Questi flash di luce, noti in medicina come fotopsie o fosfeni, rappresentano una manifestazione complessa che interessa il sistema visivo e che può avere cause sia innocue che più serie. 

Comprendere la loro natura e sapere quando è importante richiedere un controllo specialistico è essenziale per salvaguardare la salute degli occhi e la qualità della vista.

Che cosa sono le fotopsie e i fosfeni?

Le fotopsie o fosfeni sono percezioni di lampi, flash o scintille di luce che si manifestano indipendentemente dalla presenza di fonti luminose effettive. 

Questo fenomeno coinvolge la stimolazione anomala della retina o delle vie nervose visive e può essere percepito anche con gli occhi chiusi.

Si tratta di fenomeni molto diffusi e generalmente benigni, ma che in alcune circostanze possono segnalare condizioni mediche che vanno approfondite. 

Saper distinguere tra semplici effetti visivi e segnali di patologie è quindi fondamentale per una corretta gestione della salute oculare.

Lampi di luce nell’esperienza comune

Molte persone si sono chieste cosa siano quei lampi di luce che a volte vedono, soprattutto quando si alzano troppo in fretta o addirittura a occhi chiusi. 

Questi lampi, chiamati proprio fosfeni, sono nella maggior parte dei casi fenomeni del tutto innocui. 

Sono comuni e possono verificarsi spesso, manifestandosi come piccoli bagliori o scintille che sembrano provenire da una luce “interna” piuttosto che esterna.

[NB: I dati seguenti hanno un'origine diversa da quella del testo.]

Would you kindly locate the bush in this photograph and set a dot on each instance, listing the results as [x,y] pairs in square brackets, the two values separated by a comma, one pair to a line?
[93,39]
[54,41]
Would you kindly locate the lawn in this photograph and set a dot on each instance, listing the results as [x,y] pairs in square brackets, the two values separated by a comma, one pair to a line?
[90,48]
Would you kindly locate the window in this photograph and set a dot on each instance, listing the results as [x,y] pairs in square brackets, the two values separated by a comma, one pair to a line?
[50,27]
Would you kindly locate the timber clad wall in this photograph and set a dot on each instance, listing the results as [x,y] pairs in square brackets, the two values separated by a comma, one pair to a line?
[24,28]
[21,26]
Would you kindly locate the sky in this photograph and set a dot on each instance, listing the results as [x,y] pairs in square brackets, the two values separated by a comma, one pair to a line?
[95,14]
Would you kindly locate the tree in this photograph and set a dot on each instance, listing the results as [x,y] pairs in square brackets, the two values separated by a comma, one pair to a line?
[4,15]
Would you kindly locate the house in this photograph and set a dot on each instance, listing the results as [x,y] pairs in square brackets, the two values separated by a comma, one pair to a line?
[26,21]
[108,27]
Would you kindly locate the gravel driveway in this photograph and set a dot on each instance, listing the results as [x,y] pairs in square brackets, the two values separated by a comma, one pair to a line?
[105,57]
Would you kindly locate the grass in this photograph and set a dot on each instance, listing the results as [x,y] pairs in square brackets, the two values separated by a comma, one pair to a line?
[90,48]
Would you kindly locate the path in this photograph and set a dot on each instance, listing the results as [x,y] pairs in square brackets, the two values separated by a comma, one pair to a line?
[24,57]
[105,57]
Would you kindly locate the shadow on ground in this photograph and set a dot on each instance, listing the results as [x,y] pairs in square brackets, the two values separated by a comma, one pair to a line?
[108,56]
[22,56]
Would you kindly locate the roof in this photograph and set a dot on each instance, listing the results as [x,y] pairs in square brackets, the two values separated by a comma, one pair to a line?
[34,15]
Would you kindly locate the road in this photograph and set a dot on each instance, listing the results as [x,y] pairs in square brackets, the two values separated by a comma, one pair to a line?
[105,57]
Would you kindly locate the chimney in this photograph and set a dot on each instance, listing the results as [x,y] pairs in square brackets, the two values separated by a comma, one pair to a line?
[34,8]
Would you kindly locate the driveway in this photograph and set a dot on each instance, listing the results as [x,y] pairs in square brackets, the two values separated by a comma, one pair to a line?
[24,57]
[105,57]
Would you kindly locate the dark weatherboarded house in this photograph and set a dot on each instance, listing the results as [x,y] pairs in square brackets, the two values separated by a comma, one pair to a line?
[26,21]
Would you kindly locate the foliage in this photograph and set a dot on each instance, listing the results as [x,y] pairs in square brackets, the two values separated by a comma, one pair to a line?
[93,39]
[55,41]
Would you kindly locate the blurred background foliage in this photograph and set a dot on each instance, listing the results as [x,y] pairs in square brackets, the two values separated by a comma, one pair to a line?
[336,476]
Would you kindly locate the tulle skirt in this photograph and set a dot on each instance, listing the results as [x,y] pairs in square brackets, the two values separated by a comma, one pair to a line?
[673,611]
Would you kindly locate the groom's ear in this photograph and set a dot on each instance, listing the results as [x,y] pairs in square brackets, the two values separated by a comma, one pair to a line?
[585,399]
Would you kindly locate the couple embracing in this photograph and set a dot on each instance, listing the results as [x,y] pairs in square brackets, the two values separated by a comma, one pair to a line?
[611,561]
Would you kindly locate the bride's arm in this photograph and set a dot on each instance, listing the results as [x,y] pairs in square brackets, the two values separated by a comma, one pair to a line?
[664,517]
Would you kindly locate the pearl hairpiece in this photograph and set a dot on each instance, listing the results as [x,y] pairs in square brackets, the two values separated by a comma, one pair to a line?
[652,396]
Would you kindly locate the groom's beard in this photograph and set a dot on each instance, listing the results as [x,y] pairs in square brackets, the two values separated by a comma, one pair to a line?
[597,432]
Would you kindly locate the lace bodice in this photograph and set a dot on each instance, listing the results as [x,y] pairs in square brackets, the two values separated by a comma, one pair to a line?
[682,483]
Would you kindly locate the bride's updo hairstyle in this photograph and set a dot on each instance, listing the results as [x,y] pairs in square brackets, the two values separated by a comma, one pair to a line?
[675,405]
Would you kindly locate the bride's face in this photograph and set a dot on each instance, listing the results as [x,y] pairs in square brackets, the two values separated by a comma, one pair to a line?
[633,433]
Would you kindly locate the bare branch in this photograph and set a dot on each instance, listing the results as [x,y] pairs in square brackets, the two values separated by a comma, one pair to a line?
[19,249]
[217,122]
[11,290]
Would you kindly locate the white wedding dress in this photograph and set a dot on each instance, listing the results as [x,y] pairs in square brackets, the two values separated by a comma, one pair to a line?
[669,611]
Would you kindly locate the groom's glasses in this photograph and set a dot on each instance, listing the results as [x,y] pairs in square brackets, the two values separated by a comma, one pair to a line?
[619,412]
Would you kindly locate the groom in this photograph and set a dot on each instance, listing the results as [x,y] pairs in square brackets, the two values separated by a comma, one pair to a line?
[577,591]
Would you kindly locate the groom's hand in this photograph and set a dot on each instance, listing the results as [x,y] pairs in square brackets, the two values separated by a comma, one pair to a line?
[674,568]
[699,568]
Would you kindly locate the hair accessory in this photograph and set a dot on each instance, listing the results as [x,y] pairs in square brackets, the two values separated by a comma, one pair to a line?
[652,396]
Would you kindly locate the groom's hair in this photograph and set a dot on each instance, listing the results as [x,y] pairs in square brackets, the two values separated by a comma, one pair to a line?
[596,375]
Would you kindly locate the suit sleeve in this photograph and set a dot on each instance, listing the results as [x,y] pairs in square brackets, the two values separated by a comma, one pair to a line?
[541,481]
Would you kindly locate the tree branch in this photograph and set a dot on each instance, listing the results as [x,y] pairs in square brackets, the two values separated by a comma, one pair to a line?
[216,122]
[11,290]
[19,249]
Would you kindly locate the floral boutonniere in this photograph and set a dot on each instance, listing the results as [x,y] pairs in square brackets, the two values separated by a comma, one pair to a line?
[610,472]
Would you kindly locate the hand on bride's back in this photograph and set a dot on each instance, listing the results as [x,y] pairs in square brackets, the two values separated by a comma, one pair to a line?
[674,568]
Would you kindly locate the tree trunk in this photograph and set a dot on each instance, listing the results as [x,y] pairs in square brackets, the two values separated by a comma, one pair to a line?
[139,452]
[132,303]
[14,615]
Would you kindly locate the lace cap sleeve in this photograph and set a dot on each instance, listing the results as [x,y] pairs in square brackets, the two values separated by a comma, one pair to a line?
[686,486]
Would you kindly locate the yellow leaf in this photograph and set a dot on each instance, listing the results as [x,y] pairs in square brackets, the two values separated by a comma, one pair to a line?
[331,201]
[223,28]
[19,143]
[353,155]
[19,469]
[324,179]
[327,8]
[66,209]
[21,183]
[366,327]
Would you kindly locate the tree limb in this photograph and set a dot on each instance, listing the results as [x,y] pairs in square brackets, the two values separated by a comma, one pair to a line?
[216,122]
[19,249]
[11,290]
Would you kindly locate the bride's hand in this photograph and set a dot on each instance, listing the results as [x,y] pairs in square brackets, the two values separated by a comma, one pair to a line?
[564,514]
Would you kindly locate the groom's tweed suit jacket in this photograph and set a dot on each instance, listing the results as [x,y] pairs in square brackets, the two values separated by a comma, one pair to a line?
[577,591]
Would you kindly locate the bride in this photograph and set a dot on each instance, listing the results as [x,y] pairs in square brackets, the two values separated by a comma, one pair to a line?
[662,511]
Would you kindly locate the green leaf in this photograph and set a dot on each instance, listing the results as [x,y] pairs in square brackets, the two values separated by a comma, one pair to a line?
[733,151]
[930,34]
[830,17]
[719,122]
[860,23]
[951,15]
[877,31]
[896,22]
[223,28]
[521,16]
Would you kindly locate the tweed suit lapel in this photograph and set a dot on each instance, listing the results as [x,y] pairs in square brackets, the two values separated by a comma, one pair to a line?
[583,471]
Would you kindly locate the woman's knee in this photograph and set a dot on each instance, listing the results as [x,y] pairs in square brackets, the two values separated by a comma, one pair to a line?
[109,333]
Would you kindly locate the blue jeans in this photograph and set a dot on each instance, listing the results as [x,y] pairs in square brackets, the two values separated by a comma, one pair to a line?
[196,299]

Tuttavia, non bisogna sottovalutare che, in rari casi, questi segnali di luce interna possano fungere da spie di alterazioni più importanti che riguardano la salute degli occhi o del sistema nervoso centrale. 

È quindi opportuno conoscerli bene per saper riconoscere le situazioni che richiedono un approfondimento medico.

Il fenomeno dei fosfeni o fotopsie in numeri

Le malattie oculari interessano circa il 77% della popolazione italiana, con un crescente numero di richieste di visite specialistiche nel 2025, che ha superato 1,4 milioni soltanto nel primo semestre.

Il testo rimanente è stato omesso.